New Delhi: After BPCL (Bharat Petroleum Corporation Ltd), another big-ticket disinvestment that is rumoured to be in pipeline in the oil sector is that of HPCL (Hindustan Petroleum Corporation Ltd). A senior source aware of the matter, who spoke to PSU Watch on the condition of anonymity, said that even though there is no movement on HPCL disinvestment at the time, the government has given its promoter, ONGC (Oil & Natural Gas Corporation) a free hand to take a call on the matter.
HPCL disinvestment: Could bad synergy from previous deal be a reason?
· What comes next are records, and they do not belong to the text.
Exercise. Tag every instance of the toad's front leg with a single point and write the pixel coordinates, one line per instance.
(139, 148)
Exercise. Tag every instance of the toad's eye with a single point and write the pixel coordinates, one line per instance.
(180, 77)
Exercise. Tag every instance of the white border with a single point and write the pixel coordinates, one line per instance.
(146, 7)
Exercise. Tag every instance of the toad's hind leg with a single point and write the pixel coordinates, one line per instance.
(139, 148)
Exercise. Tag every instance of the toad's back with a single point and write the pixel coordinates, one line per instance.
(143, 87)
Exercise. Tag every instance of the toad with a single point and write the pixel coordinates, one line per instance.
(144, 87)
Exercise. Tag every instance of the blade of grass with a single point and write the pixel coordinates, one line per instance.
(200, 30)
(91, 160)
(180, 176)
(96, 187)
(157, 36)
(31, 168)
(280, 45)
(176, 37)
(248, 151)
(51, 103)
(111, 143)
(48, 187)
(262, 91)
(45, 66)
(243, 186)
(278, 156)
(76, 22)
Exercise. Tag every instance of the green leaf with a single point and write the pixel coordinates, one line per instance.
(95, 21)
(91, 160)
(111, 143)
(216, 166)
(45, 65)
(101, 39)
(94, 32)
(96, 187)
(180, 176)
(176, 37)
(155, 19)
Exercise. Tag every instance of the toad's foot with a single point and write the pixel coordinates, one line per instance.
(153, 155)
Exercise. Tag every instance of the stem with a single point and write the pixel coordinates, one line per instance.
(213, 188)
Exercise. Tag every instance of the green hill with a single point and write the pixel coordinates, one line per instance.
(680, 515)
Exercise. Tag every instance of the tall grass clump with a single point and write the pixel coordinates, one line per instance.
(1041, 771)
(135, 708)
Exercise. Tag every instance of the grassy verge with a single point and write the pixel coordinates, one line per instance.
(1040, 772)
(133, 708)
“Keeping in mind that the ONGC-HPCL deal has failed to create a synergy between the two companies, the government has asked ONGC to take a call on it. The ball is now in ONGC’s court,” the source said. The government has already accorded its approval to the disinvestment of HPCL.
In January 2018, ONGC purchased the government’s entire 51.11 percent stake in HPCL for Rs 36,915 crore but HPCL continued to list ONGC under “public shareholder” category in its regulatory filings until August 2019. Instead, HPCL had listed President of India, in six shareholding pattern filings since then, as “promoter” without any stake in the company.
The SEBI directive
In a letter dated August 6, 2019, SEBI had asked HPCL to re-file “the shareholding pattern to the stock exchanges revising the status of ONGC as ‘promoter.’” SEBI had said, “Further, as informed by HPCL vide its email dated June 27, 2019, Government of India has also advised HPCL that ‘President of India’ will continue to be the promoter of HPCL and ONGC to be added as a Promoter below ‘President of India.’”
Even though the ONGC-HPCL deal was expected to create a synergy between a downstream and an upstream company, it had failed to do so. And that may be one of the reasons why the Centre may have decided to allow ONGC to take a call on whether to exit HPCL or not.